After this, Hasan Mammadov starred in a new film every year, sometimes even two films per year. The actor was increasingly in demand.

 

Real works of art followed

Not only a new type of actor appeared with the breakthrough in the national film industry, but also young film-makers. At the end of the sixties the film "In One Southern Town" came out. The young directors and screenplay writers Eldar Quliyev and Rustam Ibrahimbayov made their debut with this film. Besides, Rasim Ocagov, a young, but already experienced cameraman (who was only a cameraman at that time), worked on the film too. He had already worked on six films before that. In this new situation the talent of Hasan Mammadov as a dramatic actor could really be revealed. People were stunned by the realism and innovation in the film. It was no less of an artistic achievement than those of the outstanding Italian film-makers of the time, and their influence on the actual filming was sufficiently obvious.
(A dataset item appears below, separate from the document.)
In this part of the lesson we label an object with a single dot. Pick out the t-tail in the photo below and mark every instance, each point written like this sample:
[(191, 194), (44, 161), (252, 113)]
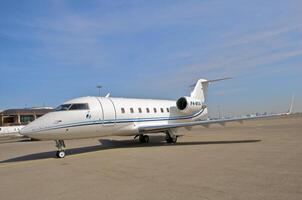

He made several more films after this, among them historical and "labour-related" films and serious, well recognised films. These included Ojagov's and Ibragimbekov's "Interrogation" and Ojagov's "Tahmina". Hasan Mammadov also starred in some films in the Soviet Union's other republics.

"He was a very quiet, person who never argued or got drawn into the squabbles at the theatre or on set, and was very much immersed in his work," Rasim Balayev recalls in an interview with Regionplus. "It is a blessing that he didn't become a scientist at that time. As an actor, he breathed new life into the Azeri film industry. If he had chosen another profession, then those films would never have been made."

Gasan Mamedov had a tremendous influence on other Azeri film actors. "Many looked to him as a role model. When I myself saw the first films starring him, I definitely decided that I would become a film-maker," Balayev admits. He recounts that before Hasan Mammadov appeared, well known actors from the Soviet republics were very often offered the main parts in Azeri films. "When Hasan made his appearance, that practice stopped, because no-one else was needed once we had him."